Despite the pretense of signing an executive order that had little or no effect on how families are treated at the border, and despite making various claims about efforts to reunite families already separated by Donald Trump’s “zero tolerance” policy, Health and Human Services Secretary Alex Azar has made it clear: Trump is not surrendering his hostages.
Azar testified before Congress on Tuesday where, according to the Washington Post, he told the lawmakers that if they wanted kids returned to their families, it would have to come as part of legislation. Otherwise, Trump will continue to have families held, children will continue to be separated, and no one is getting a kid back unless they’re on the way out of the country.
“I cannot reunite them, though, while the parents are in custody because of the court order that doesn’t allow the kids to be with their parents for more than 20 days,” he said. “We need Congress to fix that.”
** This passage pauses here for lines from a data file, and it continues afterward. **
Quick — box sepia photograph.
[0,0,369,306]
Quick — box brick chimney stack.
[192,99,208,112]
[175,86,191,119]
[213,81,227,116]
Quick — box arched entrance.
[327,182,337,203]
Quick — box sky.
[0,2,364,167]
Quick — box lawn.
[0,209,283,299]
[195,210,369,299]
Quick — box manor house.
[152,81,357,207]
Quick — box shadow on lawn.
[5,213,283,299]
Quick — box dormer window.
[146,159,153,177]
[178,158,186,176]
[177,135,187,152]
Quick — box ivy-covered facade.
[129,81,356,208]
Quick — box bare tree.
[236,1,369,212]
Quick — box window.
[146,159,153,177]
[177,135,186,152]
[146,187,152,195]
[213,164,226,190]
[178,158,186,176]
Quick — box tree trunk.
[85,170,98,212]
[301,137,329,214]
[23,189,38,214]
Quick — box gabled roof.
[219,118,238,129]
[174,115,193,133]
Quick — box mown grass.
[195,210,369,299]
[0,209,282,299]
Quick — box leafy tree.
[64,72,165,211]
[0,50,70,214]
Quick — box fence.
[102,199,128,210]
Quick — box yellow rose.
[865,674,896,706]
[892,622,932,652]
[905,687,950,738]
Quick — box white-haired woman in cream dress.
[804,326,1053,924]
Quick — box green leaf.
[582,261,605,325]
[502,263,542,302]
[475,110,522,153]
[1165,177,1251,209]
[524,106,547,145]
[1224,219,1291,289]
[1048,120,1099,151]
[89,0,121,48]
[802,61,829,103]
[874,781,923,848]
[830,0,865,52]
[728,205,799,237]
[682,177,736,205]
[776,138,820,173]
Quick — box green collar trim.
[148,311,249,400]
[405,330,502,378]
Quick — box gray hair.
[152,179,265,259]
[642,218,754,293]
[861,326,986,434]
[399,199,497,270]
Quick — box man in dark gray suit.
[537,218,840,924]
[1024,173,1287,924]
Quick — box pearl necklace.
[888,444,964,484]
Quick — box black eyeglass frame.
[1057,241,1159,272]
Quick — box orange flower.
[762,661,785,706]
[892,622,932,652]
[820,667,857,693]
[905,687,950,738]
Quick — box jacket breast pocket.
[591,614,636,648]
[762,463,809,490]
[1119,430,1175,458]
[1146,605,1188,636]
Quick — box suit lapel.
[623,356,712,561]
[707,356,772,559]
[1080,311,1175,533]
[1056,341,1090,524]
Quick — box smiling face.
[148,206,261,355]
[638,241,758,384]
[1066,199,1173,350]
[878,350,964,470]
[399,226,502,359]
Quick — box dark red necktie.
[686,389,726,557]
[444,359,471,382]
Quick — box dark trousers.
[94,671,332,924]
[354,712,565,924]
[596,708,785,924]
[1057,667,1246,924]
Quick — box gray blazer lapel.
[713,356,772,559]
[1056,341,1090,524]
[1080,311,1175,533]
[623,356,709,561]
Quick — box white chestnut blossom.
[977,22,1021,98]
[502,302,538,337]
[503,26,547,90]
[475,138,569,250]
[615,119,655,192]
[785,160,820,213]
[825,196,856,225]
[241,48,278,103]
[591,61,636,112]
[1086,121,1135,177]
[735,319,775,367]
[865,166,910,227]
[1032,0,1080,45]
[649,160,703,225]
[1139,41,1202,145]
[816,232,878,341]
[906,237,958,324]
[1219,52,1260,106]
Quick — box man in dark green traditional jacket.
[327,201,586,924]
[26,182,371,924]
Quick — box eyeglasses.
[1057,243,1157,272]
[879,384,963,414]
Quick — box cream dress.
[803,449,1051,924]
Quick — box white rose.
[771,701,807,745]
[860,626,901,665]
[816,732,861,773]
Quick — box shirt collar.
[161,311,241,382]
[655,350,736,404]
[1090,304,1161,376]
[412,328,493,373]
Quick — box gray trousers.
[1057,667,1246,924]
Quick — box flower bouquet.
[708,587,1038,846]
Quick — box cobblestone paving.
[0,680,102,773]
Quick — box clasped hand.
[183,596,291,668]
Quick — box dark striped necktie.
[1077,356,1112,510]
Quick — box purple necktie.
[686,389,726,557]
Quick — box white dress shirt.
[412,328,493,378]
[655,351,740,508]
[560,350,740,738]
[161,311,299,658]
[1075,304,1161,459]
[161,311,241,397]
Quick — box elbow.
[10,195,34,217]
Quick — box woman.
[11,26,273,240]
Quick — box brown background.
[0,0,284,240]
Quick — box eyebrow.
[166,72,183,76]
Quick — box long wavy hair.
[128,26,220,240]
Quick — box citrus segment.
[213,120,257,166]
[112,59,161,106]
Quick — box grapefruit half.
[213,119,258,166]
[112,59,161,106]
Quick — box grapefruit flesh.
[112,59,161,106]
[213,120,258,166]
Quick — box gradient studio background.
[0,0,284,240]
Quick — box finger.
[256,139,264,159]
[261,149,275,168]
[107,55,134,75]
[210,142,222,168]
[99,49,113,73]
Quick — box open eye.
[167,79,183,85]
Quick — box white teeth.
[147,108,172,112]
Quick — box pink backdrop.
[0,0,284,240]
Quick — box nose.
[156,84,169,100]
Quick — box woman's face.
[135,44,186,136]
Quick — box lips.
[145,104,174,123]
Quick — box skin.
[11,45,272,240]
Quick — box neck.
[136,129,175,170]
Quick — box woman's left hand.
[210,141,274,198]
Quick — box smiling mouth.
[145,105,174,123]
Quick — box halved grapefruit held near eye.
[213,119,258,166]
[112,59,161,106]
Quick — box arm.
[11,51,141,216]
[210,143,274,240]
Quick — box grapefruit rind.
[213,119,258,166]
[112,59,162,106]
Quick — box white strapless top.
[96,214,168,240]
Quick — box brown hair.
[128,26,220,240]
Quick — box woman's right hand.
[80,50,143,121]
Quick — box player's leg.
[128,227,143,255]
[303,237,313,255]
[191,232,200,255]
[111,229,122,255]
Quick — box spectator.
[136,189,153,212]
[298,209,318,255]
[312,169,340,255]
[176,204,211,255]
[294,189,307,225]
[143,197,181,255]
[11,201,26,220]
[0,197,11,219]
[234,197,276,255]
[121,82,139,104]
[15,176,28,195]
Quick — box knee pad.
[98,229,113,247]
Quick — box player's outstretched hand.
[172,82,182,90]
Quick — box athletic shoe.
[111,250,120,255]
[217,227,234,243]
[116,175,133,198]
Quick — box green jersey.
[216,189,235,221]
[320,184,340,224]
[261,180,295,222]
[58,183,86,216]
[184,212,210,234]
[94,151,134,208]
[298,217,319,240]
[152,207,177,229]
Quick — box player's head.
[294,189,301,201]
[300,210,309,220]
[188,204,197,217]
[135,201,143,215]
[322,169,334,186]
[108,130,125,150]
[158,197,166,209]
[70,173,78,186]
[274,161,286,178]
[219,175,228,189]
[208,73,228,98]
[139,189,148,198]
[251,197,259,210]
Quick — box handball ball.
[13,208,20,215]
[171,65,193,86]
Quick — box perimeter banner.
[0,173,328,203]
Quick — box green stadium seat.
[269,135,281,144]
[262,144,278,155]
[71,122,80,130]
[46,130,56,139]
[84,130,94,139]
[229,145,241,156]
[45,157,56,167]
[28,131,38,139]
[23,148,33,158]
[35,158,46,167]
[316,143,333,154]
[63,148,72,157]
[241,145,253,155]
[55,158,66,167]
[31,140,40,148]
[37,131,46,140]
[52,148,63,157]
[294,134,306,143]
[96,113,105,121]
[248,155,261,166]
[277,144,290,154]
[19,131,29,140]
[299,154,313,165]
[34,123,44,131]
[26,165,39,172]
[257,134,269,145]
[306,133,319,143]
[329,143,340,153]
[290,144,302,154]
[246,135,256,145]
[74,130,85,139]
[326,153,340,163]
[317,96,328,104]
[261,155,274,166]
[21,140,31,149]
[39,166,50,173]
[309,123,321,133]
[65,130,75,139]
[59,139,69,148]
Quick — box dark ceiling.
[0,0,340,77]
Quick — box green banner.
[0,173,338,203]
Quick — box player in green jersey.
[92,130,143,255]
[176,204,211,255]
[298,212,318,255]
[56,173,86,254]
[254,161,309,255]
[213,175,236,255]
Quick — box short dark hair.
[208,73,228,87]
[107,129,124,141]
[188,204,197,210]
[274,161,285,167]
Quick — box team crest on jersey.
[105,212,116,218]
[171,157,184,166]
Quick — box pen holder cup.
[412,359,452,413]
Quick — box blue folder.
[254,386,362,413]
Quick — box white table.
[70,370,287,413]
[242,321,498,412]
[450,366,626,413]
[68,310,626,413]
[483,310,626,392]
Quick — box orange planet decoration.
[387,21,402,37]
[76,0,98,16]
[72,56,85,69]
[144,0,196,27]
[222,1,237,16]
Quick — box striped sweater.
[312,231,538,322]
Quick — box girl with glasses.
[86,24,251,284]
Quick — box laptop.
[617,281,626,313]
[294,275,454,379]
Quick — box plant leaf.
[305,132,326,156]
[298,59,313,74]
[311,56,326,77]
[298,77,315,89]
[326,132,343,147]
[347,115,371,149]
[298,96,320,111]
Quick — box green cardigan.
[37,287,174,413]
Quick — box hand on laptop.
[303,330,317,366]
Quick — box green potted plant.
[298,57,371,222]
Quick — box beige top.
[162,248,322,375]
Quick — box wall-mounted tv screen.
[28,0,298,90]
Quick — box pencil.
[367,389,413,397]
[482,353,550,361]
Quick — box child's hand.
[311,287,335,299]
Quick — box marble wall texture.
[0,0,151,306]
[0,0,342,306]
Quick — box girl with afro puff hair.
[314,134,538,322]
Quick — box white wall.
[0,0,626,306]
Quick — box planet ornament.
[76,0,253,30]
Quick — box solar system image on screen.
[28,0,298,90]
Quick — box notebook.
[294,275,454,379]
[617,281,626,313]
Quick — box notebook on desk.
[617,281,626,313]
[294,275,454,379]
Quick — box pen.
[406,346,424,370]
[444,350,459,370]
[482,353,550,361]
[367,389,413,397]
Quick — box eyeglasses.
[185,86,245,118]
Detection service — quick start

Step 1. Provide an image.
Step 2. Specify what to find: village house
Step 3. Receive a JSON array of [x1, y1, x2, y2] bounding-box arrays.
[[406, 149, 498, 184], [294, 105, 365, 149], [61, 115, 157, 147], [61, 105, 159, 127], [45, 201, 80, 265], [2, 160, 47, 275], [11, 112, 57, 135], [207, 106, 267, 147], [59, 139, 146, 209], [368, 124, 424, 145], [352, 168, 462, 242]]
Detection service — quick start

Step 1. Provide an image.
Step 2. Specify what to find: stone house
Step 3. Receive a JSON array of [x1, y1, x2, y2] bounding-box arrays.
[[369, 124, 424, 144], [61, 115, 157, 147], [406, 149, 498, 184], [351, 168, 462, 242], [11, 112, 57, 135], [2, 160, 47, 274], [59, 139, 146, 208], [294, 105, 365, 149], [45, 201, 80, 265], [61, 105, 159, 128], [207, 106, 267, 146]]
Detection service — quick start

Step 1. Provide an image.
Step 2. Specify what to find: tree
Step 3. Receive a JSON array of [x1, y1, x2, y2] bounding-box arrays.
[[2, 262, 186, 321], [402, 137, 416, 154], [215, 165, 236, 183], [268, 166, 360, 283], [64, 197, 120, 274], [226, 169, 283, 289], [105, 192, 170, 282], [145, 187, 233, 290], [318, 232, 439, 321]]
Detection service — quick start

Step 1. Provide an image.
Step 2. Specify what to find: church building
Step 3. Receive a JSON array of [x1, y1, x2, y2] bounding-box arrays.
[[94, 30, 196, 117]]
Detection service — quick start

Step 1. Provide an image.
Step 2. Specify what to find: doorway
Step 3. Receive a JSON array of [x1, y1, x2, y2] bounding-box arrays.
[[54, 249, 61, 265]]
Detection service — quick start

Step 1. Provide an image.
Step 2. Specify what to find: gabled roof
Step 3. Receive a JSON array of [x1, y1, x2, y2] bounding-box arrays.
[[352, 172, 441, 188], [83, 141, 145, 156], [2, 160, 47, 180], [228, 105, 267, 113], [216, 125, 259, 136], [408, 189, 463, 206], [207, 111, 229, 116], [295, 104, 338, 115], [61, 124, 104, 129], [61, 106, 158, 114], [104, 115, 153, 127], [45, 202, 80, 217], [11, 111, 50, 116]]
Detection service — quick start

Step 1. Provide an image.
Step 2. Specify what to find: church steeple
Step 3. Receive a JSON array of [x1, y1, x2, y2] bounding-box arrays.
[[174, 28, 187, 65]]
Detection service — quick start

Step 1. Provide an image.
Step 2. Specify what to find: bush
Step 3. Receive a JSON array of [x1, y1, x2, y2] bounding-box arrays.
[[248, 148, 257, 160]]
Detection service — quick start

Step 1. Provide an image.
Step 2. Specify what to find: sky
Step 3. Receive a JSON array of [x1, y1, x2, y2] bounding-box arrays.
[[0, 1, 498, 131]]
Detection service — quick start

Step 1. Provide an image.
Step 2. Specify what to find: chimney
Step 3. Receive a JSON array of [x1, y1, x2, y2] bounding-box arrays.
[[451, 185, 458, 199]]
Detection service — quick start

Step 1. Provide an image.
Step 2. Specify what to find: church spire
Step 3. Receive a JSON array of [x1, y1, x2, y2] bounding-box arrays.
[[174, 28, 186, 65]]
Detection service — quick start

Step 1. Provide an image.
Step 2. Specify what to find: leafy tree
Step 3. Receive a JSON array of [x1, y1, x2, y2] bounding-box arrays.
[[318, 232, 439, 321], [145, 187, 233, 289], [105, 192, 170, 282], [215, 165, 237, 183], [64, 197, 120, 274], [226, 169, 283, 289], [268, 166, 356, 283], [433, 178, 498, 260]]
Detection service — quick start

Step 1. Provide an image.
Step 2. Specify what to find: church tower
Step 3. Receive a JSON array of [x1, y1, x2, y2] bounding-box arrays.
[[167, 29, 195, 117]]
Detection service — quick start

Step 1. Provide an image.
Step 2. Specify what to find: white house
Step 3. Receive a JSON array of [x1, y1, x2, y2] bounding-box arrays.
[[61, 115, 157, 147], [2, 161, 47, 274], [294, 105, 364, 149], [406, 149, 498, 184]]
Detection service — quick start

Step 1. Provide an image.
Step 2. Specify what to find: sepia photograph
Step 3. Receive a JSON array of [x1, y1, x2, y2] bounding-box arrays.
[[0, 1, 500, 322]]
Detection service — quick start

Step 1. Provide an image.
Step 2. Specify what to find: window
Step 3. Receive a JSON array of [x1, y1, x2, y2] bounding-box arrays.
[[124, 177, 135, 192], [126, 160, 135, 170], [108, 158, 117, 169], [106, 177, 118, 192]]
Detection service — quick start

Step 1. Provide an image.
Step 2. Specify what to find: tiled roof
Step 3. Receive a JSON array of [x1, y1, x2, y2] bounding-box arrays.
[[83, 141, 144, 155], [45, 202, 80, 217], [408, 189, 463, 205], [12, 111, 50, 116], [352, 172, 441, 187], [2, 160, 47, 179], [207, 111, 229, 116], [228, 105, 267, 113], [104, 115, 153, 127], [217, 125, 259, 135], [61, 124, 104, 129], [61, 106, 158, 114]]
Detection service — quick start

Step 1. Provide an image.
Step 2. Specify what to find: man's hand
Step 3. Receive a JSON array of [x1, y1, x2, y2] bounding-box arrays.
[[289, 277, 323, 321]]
So … no. Trump’s executive order didn’t end, or even seriously effect family separations. Though it did do an excellent job of collecting headlines informing the nation that Trump had “solved” this problem.
Asked about reuniting families Azar instead talked about 250 children who had been placed elsewhere—including some who had been sent back to remaining family in the countries their captive parents had been fleeing. If Azar is correct, then some children have actually been deported, even as one or both of their parents remains in US custody.
But while Azar did not have any suggestion on how parents could locate their children, or when families might be reunited, he did have one clear statement. If lawmakers want to see an end to family separation, they had better “find a legislative fix.” And since Trump has already demonstrated that he won’t sign a bill without everything he wants, including billions for “the wall,” the country and the crisis are right back where we were—with an increasing number of children being held hostage to the demands of Donald Trump.